La politique néolibérale a semblé porter ses fruits au début du XXIe siècle et a même été renforcée par le destin avec la découverte d’énormes réserves de gaz au large des côtes mozambicaines (5,6 trillions de mètres cubes) au tournant des années 2010. La dynamique de l’économie mozambicaine devait être considérablement amplifiée par cette nouvelle source de richesse et le pays était présenté comme un nouvel eldorado africain pour les investisseurs étrangers.

Mais plus de dix ans de success story économique ont soudainement été remis en cause en avril 2016 après les révélations d’emprunts de 2 milliards de dollars contractés dans le secret par les plus hautes instances du pays.
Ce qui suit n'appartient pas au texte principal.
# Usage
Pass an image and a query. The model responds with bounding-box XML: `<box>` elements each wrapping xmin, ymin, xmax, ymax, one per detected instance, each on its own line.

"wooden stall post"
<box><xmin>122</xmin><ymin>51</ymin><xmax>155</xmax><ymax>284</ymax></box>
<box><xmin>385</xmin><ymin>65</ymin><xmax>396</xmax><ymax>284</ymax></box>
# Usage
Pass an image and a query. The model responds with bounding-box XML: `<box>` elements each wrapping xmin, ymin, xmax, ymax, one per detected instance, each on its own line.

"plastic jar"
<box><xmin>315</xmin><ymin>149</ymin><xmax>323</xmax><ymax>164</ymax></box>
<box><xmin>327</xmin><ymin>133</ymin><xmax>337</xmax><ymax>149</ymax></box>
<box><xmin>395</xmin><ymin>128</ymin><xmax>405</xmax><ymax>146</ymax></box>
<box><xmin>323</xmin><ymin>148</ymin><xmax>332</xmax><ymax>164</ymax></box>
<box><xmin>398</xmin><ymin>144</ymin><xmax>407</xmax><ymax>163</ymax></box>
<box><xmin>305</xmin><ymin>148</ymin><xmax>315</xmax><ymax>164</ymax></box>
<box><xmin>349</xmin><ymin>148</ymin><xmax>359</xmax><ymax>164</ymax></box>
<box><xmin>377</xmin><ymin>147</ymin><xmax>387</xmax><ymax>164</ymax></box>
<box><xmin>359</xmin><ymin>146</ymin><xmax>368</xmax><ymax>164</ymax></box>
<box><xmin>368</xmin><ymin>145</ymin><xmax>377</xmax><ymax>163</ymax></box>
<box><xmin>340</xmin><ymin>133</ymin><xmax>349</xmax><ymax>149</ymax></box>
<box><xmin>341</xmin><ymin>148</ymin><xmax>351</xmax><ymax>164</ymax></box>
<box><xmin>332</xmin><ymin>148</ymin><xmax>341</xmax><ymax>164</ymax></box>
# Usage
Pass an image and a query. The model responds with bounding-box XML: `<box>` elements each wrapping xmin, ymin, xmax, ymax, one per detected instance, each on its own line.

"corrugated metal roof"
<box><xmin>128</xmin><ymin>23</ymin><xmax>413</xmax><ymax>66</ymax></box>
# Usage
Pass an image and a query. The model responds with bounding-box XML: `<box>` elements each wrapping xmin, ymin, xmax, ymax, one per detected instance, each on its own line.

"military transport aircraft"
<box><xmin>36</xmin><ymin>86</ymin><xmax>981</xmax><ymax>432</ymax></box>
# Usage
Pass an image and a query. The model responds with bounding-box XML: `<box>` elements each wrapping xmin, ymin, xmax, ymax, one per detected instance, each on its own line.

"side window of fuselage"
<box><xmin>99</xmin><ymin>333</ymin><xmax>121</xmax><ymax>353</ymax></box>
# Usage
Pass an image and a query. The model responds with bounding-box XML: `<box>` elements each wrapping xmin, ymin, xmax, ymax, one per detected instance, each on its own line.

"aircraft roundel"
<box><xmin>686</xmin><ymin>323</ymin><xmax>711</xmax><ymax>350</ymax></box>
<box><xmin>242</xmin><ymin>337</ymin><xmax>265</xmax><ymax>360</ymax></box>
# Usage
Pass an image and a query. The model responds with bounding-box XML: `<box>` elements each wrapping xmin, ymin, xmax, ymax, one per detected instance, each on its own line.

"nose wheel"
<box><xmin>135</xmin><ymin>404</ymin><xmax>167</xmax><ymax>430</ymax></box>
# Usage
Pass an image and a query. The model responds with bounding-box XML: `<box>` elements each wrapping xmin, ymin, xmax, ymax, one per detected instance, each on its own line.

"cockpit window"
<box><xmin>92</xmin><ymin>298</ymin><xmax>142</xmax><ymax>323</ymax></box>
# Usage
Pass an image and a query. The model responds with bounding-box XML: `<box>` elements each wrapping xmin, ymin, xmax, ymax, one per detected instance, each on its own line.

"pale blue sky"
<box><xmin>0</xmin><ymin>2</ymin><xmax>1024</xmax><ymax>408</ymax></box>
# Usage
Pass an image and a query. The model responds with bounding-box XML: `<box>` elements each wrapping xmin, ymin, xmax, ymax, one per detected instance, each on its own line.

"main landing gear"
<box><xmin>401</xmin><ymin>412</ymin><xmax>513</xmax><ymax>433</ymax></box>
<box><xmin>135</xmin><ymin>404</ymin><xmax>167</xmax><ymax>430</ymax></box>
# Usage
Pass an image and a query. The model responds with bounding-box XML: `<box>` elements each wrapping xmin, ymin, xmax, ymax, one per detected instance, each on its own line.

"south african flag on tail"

La dissimulation très maladroite de ces emprunts a provoqué un scandale international et conduit le pays dans une crise financière du fait du brutal surendettement entraînant des réactions/sanctions immédiates du marché et des bailleurs. Derrière les entreprises publiques de droit privé ayant contracté ces emprunts, un même responsable : le Gestão de Investimentos, Participações e Serviços (GIPS), une émanation des renseignements mozambicains (SISE), dont la supervision revient au ministère de l’Intérieur. Ce scandale révèle les dessous du succès économique mozambicain : des privatisations opaques profitant à nombre de dignitaires du régime, tolérées par les institutions de Bretton Woods. Ainsi, en 1996, lorsqu’il était gouverneur de la Banque centrale, l’actuel ministre de l’Économie et des Finances, Adriano Maleiane, dubitatif quant à la privatisation des deux banques d’État, s’était vu répondre par les émissaires de la Banque mondiale et du FMI qu’une privatisation corrompue valait mieux que l’étatisation. L’acceptation habituelle des dérives financières de l’establishment mozambicain a fini par le rendre trop confiant et l’a conduit à un montage financier qui remet en cause le modèle de croissance de son économie.

Pour sortir de l’impasse, un plan de restructuration de la dette est à l’étude avec le FMI et le gouvernement compte sur l’assistance de certains pays émergents. Si au niveau économique les vertus de cette stratégie restent à démontrer, au niveau politique le parti au pouvoir est clairement perdant en termes de crédibilité auprès des partenaires internationaux et de la population mozambicaine. Cette crise financière augmente nettement le degré d’incertitude à moyen et long termes et donc le risque politique du Mozambique. En décryptant les intérêts impliqués derrière ce scandale, cette note met en lumière la confusion des intérêts du pays et des intérêts privés de ses caciques.